Blocage institutionnel. Inutile de préciser que les standards techniques et réglementaires (RTS), présentés par l’ABE le 23 février, plaident en faveur des banques et de la suppression du web-scraping. Bien que la Commission – favorable aux fintech – ait demandé au lobby européen d’infléchir sa position, celui-ci tient bon et emporte avec lui les suffrages de nombreux Etats membres. Le texte des RTS, qui devait être soumis au vote du Parlement à l’automne 2018, est bloqué. Ce qui laisse craindre une période de vide juridique, puisqu’à compter de l’adoption des normes d’application les banques auront 18 mois pour se mettre en conformité avec les API, alors même que la directive sera applicable dès janvier 2018. D’où la proposition de Frédéric Oudéa de repousser l’application de la DSP2 d’un an et demi pour coïncider avec l’entrée en vigueur des nouveaux standards. La France a quant à elle publié le 9 août dernier l’ordonnance de transposition de la DSP2 (3). Dans la continuité de la directive, le Parlement européen a adopté le 27 avril 2016 un règlement renforçant le contrôle des citoyens de l’Union sur leurs données et uniformisant les législations nationales en la matière, le RGPD.

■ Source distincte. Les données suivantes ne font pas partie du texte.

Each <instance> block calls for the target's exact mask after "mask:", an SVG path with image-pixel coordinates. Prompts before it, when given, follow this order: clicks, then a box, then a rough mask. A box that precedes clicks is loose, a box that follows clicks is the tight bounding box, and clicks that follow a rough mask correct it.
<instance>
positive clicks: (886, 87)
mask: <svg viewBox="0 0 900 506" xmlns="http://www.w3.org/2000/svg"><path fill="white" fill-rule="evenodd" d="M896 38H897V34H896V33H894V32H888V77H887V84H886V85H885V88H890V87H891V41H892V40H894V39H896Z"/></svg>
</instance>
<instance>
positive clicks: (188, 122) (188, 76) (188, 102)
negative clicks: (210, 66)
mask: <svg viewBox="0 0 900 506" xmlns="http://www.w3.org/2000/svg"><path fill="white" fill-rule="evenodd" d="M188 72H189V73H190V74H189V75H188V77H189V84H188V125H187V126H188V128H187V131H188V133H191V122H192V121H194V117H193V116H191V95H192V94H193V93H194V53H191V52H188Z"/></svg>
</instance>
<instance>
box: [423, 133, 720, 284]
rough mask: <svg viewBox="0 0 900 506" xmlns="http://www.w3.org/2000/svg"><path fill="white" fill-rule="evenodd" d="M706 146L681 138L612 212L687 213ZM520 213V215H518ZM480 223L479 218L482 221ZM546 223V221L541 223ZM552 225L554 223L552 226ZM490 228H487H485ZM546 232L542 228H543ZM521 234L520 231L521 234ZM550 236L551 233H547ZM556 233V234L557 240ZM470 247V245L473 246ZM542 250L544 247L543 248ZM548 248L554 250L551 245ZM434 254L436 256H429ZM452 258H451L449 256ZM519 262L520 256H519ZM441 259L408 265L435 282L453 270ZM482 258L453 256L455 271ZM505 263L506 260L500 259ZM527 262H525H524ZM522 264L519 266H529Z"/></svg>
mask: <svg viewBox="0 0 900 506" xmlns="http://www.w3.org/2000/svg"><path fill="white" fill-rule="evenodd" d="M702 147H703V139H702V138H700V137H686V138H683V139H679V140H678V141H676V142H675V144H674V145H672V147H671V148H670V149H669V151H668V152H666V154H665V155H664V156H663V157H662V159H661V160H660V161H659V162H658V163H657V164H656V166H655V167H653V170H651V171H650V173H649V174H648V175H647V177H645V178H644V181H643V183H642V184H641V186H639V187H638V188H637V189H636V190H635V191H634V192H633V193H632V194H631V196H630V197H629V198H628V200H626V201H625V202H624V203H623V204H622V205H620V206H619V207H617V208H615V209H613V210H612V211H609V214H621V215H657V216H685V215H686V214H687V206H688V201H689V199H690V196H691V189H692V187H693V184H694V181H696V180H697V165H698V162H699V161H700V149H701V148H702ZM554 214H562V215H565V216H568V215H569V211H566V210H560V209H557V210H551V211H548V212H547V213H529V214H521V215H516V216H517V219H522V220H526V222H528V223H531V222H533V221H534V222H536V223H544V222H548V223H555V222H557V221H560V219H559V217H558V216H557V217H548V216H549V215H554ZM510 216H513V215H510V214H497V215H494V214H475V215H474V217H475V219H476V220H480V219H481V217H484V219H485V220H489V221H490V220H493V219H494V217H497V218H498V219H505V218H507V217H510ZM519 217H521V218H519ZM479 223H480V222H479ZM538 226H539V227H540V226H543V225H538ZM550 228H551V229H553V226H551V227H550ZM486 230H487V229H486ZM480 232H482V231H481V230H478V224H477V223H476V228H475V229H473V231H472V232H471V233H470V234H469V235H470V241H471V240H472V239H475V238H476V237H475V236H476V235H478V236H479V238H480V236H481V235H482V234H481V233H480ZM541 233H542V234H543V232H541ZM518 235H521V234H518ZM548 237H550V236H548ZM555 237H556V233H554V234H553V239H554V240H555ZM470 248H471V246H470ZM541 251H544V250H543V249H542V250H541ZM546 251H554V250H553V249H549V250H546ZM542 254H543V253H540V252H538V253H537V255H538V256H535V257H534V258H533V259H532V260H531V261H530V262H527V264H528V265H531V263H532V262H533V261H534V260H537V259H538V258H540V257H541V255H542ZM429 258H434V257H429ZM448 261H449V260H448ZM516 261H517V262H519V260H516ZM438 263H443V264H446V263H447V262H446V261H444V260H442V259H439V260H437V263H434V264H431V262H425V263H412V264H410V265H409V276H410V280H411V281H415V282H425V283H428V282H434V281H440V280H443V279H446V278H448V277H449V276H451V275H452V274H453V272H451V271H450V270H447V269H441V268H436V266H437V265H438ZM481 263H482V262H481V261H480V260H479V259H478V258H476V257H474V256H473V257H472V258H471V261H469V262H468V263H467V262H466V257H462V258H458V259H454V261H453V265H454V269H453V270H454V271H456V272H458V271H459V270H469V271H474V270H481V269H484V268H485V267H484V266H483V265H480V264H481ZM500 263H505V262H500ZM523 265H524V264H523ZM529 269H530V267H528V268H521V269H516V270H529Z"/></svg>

Restituer la maîtrise des données à leurs titulaires. Ce règlement réaffirme que n’importe quelle société qui opère un traitement de données portant sur un ressortissant de l’Union doit respecter la réglementation européenne sur la protection des données. « C’est une vraie révolution car jusqu’alors les GAFA se lavaient les mains de la législation communautaire », se réjouit Stéphane Astier, avocat, HAAS & Associés. Autre point, aucun traitement de données ne peut être réalisé sans l’accord préalable et express du titulaire. Quant au transfert de données en dehors de l’Union, celui-ci est autorisé à titre exceptionnel et sous conditions.
Champ d’application. Ce texte concerne l’ensemble des traitements de données personnelles portant sur des ressortissants européens ou des opérateurs de l’Union. Transposé dans le domaine du patrimoine, il concerne directement « les CGP qui collectent sur leurs clients ou prospects des données personnelles. Quant à ceux qui utilisent des agrégateurs, la Commission nationale informatique et liberté (CNIL) a, dès 2011, alerté sur les risques que présentent ces fintech. Utiliser de tels services impose aux CGP de garantir la sécurité des données personnelles », préviennent Bernard Rineau, avocat, et Julien Marcel, juriste, du cabinet Rineau & Associés.
Mise en conformité. Les sociétés concernées doivent instituer de nouvelles procédures internes pour atteindre les standards de sécurité fixés par le texte. Selon ces nouvelles normes, les entités ont l’obligation d’établir un fichier répertoriant l’intégralité des traitements réalisés et d’en assurer la mise à jour régulière – une obligation valable pour les entreprises et pour leurs sous-traitants. « Indubitablement, ces mesures vont nécessiter une coopération transverse. Ce sont quasiment toutes les directions des entreprises qui vont devoir s’impliquer », relève Alexandre Péron, Legal counsel, Banque Française Mutualiste.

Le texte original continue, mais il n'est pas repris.